La vicepresidente dell’amministrazione Biden per più di tre quarti dei tedeschi è la candidata adatta alla presidenza. Numeri che sono una rivoluzione, visto che agli inizi di luglio, quando ancora sembrava che la sfida per la Casa Bianca sarebbe stata tra il presidente in carica Joe Biden e Donald Trump, quasi sei tedeschi su dieci , il 59%, avevano dichiarato di non essere convinti da nessuno dei due. Allora il 28% era a favore di Biden, il 9% di Trump. Ma da quando, il 21 luglio, Joe Biden ha annunciato il suo ritiro dalla nomination democratica è cambiato tutto, almeno nella percezione dei tedeschi. La sostituzione tra i di candidati democratici è stata ben accolta dalla maggioranza dei cittadini in Germania. Le interviste per il sondaggio, telefoniche e online, hanno coinvolto 1311 persone maggiori di 18 anni residenti in Germania.

La domanda per loro era: «Kamala Harris, l'attuale vicepresidente dei democratici, e Donald Trump dei repubblicani si sfideranno alle elezioni presidenziali americane di novembre. Quale candidato ha più probabilità di convincerti?».

I risultati, come detto, premiano indiscutibilmente la Harris. I risultati del sondaggio Deutschlandtrend di agosto non sono un caso unico: Harris ha ottenuto livelli di approvazione simili anche in quello del 31 luglio condotto da Forsa per conto di Stern e RTL .

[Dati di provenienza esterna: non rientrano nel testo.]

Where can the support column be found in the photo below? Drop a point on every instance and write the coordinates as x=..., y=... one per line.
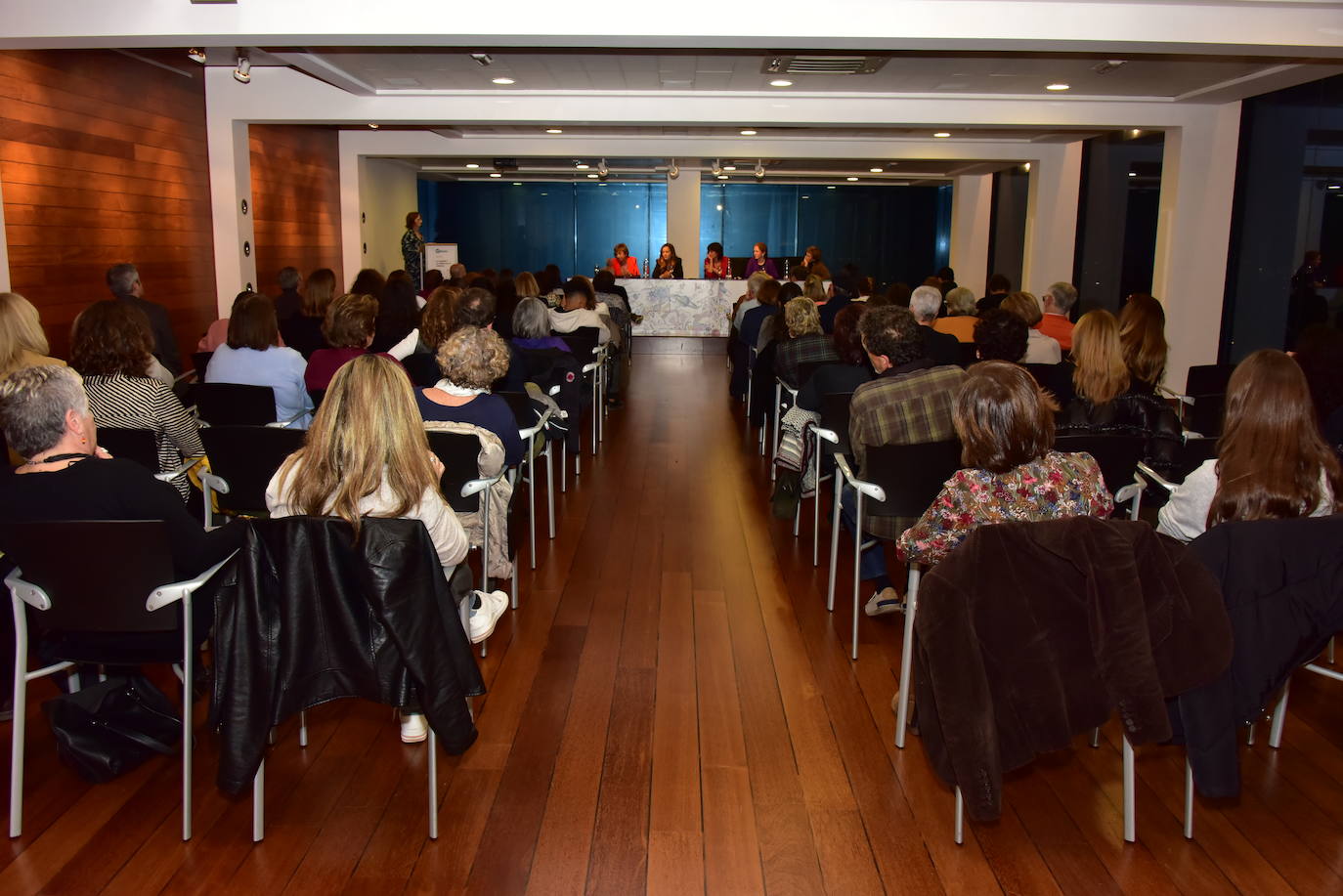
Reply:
x=1192, y=233
x=1052, y=218
x=972, y=200
x=4, y=247
x=684, y=221
x=230, y=186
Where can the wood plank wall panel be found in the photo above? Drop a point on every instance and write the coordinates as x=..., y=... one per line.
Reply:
x=103, y=157
x=295, y=197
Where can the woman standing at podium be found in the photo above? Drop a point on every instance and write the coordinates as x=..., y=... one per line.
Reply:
x=622, y=265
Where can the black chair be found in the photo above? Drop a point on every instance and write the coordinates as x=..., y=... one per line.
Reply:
x=105, y=609
x=903, y=480
x=234, y=404
x=242, y=459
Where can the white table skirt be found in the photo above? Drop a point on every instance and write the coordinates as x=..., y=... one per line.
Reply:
x=682, y=307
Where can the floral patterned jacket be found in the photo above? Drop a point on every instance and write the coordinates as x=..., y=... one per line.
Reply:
x=1053, y=487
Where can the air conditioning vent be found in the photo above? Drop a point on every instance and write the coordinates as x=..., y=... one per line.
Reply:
x=823, y=64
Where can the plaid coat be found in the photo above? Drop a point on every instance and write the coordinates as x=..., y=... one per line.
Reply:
x=907, y=405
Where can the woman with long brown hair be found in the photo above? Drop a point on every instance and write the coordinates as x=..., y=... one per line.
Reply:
x=1271, y=462
x=1142, y=337
x=367, y=455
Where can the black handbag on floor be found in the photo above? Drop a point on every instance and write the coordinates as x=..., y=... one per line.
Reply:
x=113, y=726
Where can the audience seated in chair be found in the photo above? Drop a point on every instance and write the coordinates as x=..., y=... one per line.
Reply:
x=367, y=454
x=110, y=347
x=252, y=357
x=1271, y=461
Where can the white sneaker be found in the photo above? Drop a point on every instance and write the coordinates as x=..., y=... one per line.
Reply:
x=485, y=617
x=883, y=602
x=412, y=728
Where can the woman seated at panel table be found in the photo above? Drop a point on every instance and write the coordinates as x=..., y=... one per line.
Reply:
x=622, y=265
x=668, y=265
x=1271, y=461
x=110, y=347
x=760, y=261
x=715, y=265
x=252, y=357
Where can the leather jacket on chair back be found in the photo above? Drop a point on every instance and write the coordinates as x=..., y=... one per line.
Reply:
x=306, y=614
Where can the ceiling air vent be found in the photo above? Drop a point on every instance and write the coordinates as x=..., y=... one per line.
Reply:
x=823, y=64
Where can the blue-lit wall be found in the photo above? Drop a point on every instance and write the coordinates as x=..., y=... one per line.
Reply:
x=889, y=233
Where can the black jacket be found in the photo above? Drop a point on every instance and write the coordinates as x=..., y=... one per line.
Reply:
x=1134, y=412
x=1282, y=586
x=1030, y=633
x=304, y=616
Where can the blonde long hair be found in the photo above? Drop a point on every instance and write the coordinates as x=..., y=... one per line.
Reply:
x=1102, y=372
x=19, y=329
x=366, y=432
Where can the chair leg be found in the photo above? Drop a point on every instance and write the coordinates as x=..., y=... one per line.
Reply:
x=259, y=803
x=549, y=487
x=187, y=700
x=834, y=547
x=21, y=716
x=857, y=554
x=1275, y=732
x=1130, y=816
x=1189, y=799
x=433, y=785
x=907, y=656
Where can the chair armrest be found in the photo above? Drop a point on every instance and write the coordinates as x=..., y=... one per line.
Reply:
x=473, y=487
x=175, y=591
x=214, y=483
x=1148, y=474
x=168, y=476
x=27, y=591
x=829, y=436
x=869, y=490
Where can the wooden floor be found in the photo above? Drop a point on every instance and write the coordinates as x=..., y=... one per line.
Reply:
x=673, y=710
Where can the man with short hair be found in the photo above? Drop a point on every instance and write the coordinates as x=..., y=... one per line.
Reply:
x=998, y=289
x=289, y=301
x=909, y=404
x=943, y=348
x=1058, y=303
x=124, y=282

Il 79% degli intervistati in questo caso si è dichiarato a favore della candidata democratica. Secondo Forsa si tratta di valori simili a quelli raggiunti a suo tempo da Bill Clinton e Barack Obama.Ma perché la candidata dei dem piace così tanto ai tedeschi? La spiegazione potrebbe stare nel fatto che è più giovane, donna e più carismatica di Joe Biden: rispetto a Donald Trump sembra la salvezza dei valori democratici e dei comportamenti leali e corretti in cui si identifica la maggioranza degli elettori tedeschi. Ma la spiegazione potrebbe stare anche nel fatto che il sistema politico in Germania , forte nel welfare e con un ruolo importante dello stato nell’economia, si riconosce nella politica dei dem USA molto di più che nel liberismo dei repubblicani. E poi c’è l’antipatia per Trump, con cui la Germania, sin dall’inizio della sua presidenza, non ha mai avuto un rapporto sereno. Non è ancora stato dimenticato che l’ex presidente USA ha più volte richiamato lo Stato tedesco, come membro NATO, a portare al 2% del PIL l’investimento nella Difesa.

Questa cosa Berlino non l’ha mai mandata giù, ritenendola un’ingerenza molto sgradevole. I media tedeschi, poi, hanno fatto la loro parte con un atteggiamento sempre iper-critico nei confronti dell’inquilino della Casa Bianca nipote di quel Frederick Trump, nato Friedrich Trumpf, che fuggì dalla natale Kallstadt, nel Regno di Baviera (ora in Renania-Palatinato) per evitare il servizio di leva. Anche questo fa gioco alla Harris, che dalla maggioranza dei tedeschi viene percepita come una sorta di “‘anti-Trump”: più giovane, progressista e sostenitrice dei valori in cui anche la società in Germania si riconosce.